British manufacturing output powers to 16-year high

8th July 2010, Comments 0 comments

British manufacturers broke through the gloom in May, raising output by 4.3 percent over 12 months, the biggest rise for nearly 16 years as Britain recovers from a record recession, official data showed on Thursday.

On a monthly basis, output gained 0.3 percent in May from output in April, as electrical goods production rose sharply, the Office for National Statistics said in a statement.

Economists had expected manufacturing output to have increased in May by 0.3 percent on the month and by 4.4 percent on a 12-month comparison, Dow Jones Newswires said.

"Total manufacturing output rose by 4.3 percent in May 2010 compared to the same month a year ago.

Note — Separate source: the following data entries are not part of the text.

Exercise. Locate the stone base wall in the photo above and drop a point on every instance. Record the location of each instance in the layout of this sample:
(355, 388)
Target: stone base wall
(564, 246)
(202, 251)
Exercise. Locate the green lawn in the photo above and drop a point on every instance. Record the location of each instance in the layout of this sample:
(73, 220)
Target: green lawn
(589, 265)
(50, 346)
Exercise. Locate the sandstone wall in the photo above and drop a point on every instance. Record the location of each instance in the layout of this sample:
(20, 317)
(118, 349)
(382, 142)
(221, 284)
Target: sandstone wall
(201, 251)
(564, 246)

This is the strongest picture since December 1994," the ONS said.

"The largest contributors to the rise were the machinery and equipment industries, which rose by 13.7 percent and the basic metals and metal products industries, which increased by 9.0 percent.

"The largest decrease in output over the same period was 3.2 percent in the chemicals and man-made fibres industries," the ONS added.

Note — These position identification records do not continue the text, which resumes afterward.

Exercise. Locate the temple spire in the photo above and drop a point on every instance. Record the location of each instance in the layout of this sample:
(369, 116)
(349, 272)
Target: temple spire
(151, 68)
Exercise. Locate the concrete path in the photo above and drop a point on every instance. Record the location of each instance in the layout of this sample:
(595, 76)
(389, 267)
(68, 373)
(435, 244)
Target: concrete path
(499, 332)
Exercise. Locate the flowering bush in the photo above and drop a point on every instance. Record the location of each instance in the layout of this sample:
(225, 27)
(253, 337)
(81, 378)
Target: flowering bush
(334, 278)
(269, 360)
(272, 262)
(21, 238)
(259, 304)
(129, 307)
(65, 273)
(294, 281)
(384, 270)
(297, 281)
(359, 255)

The strong performance was skewed by a collapse in output one year ago when the British economy was mired in a record-length recession, which it subsequently escaped in late 2009.

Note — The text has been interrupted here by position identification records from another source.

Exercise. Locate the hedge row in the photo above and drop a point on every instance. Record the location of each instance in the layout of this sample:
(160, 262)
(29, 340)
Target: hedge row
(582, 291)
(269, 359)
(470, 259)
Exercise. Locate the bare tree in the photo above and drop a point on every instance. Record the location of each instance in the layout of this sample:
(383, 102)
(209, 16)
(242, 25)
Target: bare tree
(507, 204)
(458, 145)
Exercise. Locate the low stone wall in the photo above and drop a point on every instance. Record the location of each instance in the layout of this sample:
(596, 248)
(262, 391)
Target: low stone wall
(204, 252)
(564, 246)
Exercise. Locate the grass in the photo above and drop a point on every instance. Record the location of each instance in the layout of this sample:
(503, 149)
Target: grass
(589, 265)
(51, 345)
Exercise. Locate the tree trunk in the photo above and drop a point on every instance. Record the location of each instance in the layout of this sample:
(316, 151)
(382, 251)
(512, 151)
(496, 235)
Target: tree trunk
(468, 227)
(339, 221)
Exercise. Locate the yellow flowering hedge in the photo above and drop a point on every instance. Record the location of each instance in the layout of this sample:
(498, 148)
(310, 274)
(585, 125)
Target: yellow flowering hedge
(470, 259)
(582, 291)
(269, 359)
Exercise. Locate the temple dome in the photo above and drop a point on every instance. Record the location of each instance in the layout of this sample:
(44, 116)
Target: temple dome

The ONS added that its broader measure of industrial production, including mining and quarrying, and electricity, gas, and water supply, was 0.7-percent stronger in May from April, and was 2.6-percent stronger on the year. That was the biggest annual gain since June 2000.

Owen James, economist at the Centre for Economics and Business Research consultancy, said the latest data showed that industry was recovering well from the sharp downturn.

But he warned that looming government spending cuts could drain demand from the public sector.

"On the whole the data suggests that the UK's production industries are recovering quite smartly," said James.

"With the major government spending cuts drawing closer, it is unlikely that fast growth will be sustainable when demand from the public sector drops off."

The data was published ahead of an interest rate decision from the Bank of England. The British central bank is widely expected to keep its key lending rate on hold at a record low 0.50 percent amid the fragile economic recovery.